If you are working with the AWS CLI, you can retrieve the same secret string with this command:
aws secretsmanager get-secret-value --secret-id dev/SqlServer/TestApp --region ap-southeast-1
Your secret is now safely stored in the AWS Secrets Manager. However, you are still using AWS access keys to retrieve secret values, so there is still a risk that your access keys get compromised. Read on to work around this problem.
Access secrets without access keys using IAM AssumeRole
Instead of directly using the access keys to retrieve secrets, we will configure an EC2 instance to assume an IAM role to retrieve temporary access keys with permission to access the secrets from Secrets Manager.
To create an IAM role, follow these steps:
- Open Identity and Access Management in the AWS management console.
- Click Roles in the left pane, and then click the Add Role button.
- Under the trusted entity type, select the AWS service option, and under use case, select EC2 instance (or another AWS service, depending on where your application is hosted).
- On the add permissions page, select the SecretsManagerReadWrite policy or the custom policy that we discussed in the previous section.
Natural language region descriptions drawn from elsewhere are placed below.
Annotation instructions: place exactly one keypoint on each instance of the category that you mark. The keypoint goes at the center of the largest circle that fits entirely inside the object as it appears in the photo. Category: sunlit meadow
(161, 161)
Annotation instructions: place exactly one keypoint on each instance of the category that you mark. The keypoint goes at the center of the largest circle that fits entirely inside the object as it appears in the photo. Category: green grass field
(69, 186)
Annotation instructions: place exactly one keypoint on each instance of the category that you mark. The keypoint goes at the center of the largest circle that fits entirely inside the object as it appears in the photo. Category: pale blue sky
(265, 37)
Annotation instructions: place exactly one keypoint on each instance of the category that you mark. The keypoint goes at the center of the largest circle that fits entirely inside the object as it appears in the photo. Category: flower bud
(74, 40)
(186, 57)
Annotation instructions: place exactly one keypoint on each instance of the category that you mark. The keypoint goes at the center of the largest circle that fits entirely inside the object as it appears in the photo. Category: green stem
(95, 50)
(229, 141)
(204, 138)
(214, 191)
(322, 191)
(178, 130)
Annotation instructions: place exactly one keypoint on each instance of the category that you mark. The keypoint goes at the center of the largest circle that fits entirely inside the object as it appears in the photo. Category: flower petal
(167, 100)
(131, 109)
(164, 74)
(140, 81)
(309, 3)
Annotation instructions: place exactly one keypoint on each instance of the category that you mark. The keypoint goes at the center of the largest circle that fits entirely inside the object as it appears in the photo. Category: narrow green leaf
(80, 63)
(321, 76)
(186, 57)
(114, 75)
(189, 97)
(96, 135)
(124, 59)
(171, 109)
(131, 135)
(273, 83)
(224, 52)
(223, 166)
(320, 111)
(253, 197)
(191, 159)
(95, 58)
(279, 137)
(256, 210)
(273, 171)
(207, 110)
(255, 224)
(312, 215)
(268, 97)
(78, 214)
I will choose my custom policy since it uses more restrictive read permissions.
- Now, give a descriptive name to your role and click the Create Role button at the bottom.
- Finally, we need to attach this IAM role to our EC2 instance. Open the EC2 dashboard, navigate to your EC2 instance > Actions > Security > Modify IAM role, as shown in the screenshot below.
Your IAM role is now ready with suitable permissions to read secrets from Secrets Manager. Let's try to access our database credentials again. This time, we run the command on our EC2 instance, which assumes the IAM role we attached previously.
Get-AWSCredential -ListProfileDetail Get-SECSecret -SecretId dev/SqlServer/TestApp -Region ap-southeast-1
Similarly, you can access the secret value with the AWS CLI.
aws configure list-profiles aws secretsmanager get-secret-value --secret-id dev/SqlServer/TestApp --region ap-southeast-1
Please note if your EC2 instance and Secrets Managers are in different regions, you need to use the -region parameter (--region, in case of AWS CLI) to specify a region. You can see in the screenshots that there are no access keys stored in profiles, but you can still retrieve the database credentials from Secrets Manager with the help of assume role.
If you have configured secret rotation in your AWS account, you might run into an error, as shown below:
Could not connect to the endpoint URL: https://secretsmanager.ap-southeast-1.amazonaws.com/
aws secretsmanager get-secret-value --secret-id dev/SqlServer/TestApp
You will get a similar error in PowerShell:
Get-SECSecretValue : Name resolution failure attempting to reach service in region ap-southeast-1 (as supplied to the -Region parameter or from configured shell default). Unable to connect to the remote server.
Get-SECSecret -SecretId dev/SqlServer/TestApp
This error occurs because for secret rotation to work properly, you must have a VPC endpoint configured for Secrets Manager. But your endpoint isn't allowing traffic from the EC2 instance. To fix this error, all you need to do is modify the security group of the Secrets Manager endpoint to allow requests from the EC2 instance. See the following screenshot for reference:
Your EC2 instance will now be able to reach Secrets Manager.
In this tutorial, you learned how to store and access secrets in AWS Secrets Manager using access keys and IAM AssumeRole. With the help of this AWS service, you can securely store all kinds of security relevant information, such as database passwords or SSH keys.